Я выглядываю из-за края бочки. От пены, срывающейся с куска мыла, меня тошнит, и когда я кладу руку на живот, то чувствую распухшие кишки, напоминающие фенхельные колбаски мясника, которые не хотят перевариваться. Ветеринар кладет кусок зеленого мыла между каменными мисками на деревянном столе. Они остались от прошлых кроликов, большинство умерло от старости. Отец похоронил их на дальнем пастбище, где нам никогда не позволяют играть. Иногда я переживаю за кроликов, которые там лежат. Возможно, их коренные зубы продолжают расти и после смерти, высовываются из-под земли, так что о них может споткнуться корова или, хуже того, отец. Вот почему я даю Диверчье много ботвы и собираю для него ведра травы, чтобы ему было что грызть и зубы не росли.
– Почему они не могут поправиться? Детям же становится лучше, когда у них жар?
Ветеринар насухо вытирает руки о старое кухонное полотенце и вешает его обратно на крючок на стене сарая.
– Это слишком опасно, вам нельзя продавать мясо или молоко. У вас будут одни убытки.
Я киваю, хотя и не понимаю. Разве так убыток не будет больше? Все эти исходящие паром туши, которые мы так любим, скоро будут забиты. Это как с евреями, только их ненавидели – от этого умираешь раньше, чем от любви и бессилия.
Ветеринар переворачивает ведро для корма и садится на него. Его черные кудри свисают, как праздничный серпантин. Я чувствую себя долговязой, когда вот так возвышаюсь над ним. Мне трудно понять, что делать с лишними сантиметрами, которые записаны в анкетах у друзей. Раньше мы записывали рост на дверном косяке. Отец брал рулетку и карандаш и делал отметку на дереве там, где кончалась моя голова. А потом Маттис не вернулся, и отец покрасил дверную раму в оливково-зеленый цвет.
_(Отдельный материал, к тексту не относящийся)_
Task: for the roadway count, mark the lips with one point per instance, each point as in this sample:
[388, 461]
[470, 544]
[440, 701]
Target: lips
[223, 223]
Такой же, как внешние ставни на окнах, которые в последнее время вечно закрыты: никто не должен заметить, что мы взрослеем.
– Грустные дела.
Ветеринар со вздохом поднимает ладони вверх. На них видны волдыри. Они похожи на воздушные подушечки из конвертов, в которых отец иногда отправлял пробирки с бычьей спермой. Порой они стояли теплые на кухонном столе во время завтрака. Зимой я прижимала их к щеке, когда вставала с кровати и холод от пола пронизывал меня от пальцев ног до щек. Я слушала, как мать на заднем плане плюет на маленькие окошки в печке-буржуйке, а затем оттирает их бумажным полотенцем. Она всегда делала это перед тем, как позволить отцу положить в печку щепки, которые он поджигал старыми газетами. По ее словам, мы почувствуем больше тепла, когда увидим, как языки пламени воюют за кусок дерева.
Матери казалось мерзким, что я прикладывала пробирки к щекам. Она сказала, что из этих пробирок выплавляются телята, как бабушка вытапливает новые свечи из воска старых свечей, которые для нее собирает вся деревня. Материал в пробирках был белесый, иногда водянистый, а иногда очень густой. Однажды я тайком унесла немного себе в комнату. Ханна настояла, чтобы мы открыли пробирку, как только она остыла, и мы больше не могли об нее греться. Когда она стала холодной, как наши тела, мы обе окунули в нее мизинцы, посчитали до трех и засунули мизинцы в рот. На вкус субстанция оказалась тошнотворной и соленой. Потом мы по вечерам фантазировали, как из нас вылезут телята, до тех пор пока в наших умах не расцвел План о спасителе и мы не почувствовали себя больше, чем когда-либо: в руках спасителя мы бы превратились в жидкость, такую же текучую, как семя в пробирке.